As of the writing of this article (weekend before the 4th), 30 year mortgage rates are now at roughly 4.4% on average nationwide – 4.39%, according to Bankrate. As recently as early last month, Bankrate showed average rates at 3.40% on a 30 year mortgage.
It’s not that the current mortgage cost increase is unprecedented in modern history – it’s just that it’s uncommon to see mortgage rates change by a whole percentage point in roughly 2 months. A similar scenario actually happened back in 1994 – mortgage bonds declines by 2.3 percentage points in the first quarter. Bondholders lost a whopping trillion dollars in the ‘massacre’, as told best by Forbes.

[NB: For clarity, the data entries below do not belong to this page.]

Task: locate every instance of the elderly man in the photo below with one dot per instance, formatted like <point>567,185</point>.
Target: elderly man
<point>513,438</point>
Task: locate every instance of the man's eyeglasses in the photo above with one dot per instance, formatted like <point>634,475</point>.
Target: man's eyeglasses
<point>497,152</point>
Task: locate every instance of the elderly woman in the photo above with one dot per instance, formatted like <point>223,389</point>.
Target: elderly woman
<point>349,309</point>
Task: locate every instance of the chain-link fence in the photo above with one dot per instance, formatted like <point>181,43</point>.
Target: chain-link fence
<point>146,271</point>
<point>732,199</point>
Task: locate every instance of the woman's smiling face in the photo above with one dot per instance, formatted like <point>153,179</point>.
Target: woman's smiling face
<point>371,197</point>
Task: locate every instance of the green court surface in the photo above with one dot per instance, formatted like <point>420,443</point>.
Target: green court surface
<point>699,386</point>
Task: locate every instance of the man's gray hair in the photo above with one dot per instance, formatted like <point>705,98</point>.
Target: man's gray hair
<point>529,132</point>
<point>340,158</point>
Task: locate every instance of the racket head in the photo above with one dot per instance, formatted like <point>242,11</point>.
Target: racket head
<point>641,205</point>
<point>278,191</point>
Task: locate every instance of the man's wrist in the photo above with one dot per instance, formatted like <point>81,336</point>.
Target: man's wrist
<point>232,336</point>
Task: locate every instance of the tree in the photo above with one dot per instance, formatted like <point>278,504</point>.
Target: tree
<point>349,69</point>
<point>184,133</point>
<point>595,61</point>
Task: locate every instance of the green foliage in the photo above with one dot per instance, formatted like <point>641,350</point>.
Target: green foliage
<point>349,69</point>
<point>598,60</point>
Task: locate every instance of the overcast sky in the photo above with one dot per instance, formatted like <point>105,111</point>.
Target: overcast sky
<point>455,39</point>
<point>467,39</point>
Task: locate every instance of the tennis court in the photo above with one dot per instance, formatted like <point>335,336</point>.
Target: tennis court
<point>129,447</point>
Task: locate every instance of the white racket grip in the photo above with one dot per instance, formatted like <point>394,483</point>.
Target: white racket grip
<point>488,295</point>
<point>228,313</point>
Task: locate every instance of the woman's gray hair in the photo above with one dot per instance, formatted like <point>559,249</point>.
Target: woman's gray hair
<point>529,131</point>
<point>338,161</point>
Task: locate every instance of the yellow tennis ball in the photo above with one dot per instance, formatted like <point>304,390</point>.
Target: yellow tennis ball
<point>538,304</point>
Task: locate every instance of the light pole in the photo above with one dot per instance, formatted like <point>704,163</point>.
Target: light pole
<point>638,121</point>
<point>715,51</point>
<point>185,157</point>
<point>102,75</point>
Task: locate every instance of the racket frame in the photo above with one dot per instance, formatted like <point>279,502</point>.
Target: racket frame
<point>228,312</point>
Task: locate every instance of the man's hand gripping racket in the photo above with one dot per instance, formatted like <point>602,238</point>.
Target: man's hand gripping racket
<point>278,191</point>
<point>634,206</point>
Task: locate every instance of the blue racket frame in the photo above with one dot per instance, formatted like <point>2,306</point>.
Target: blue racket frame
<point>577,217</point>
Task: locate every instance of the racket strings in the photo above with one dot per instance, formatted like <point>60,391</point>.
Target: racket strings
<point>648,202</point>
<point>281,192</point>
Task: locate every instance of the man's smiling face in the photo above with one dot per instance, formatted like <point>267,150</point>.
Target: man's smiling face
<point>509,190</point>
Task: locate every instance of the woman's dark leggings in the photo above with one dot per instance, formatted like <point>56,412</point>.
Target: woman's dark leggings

Consequences of Tapers (and Tapirs)
As today’s business press argues about the proper number of tapir jokes to make in articles discussing the Federal Reserve tapering, we here at DQYDJ decided to do some math (that’s sort of our thing!). We’ve seen a few articles making the ridiculous argument that people will ‘absorb the increase in cost’. I don’t exactly know what that means – every increase in cost which doesn’t come with an equivalent increase in salary has to come from some other category. That said, we have done the math in two ways – we grabbed the regional median average housing costs from the overall market, the Northeast, the South, the West and the Midwest. We then calculated what the change in cost would be monthly for a 20% down-payment 30 year mortgage. Finally, we calculated what the median price would be if people wanted the same payment they could get 2 months ago. The results? Not pretty:
|Region||Median Price||Equivalent Cost at Same Price||Difference in Monthly Mortgage Cost|
Oof, right? For the so-called (and non-existent) country-median house, in order to get the same payment you had back in the beginning of May you’d need to economize… you’d have to look at houses $23,653.06 cheaper. If you did buy a $208,700 house, you’d be paying $94.65 more a month (read: $34,074 overall) than you would had you bought the exact same house at the exact same price back in May.
Don’t Worry, People Will Absorb the Increase!
Seriously, I don’t get the absorption argument – a one percentage point increase is an absolutely massive increase in a very short time. If home prices continue to increase at their recent pace, it will be despite the changes in the bond market – not because of them.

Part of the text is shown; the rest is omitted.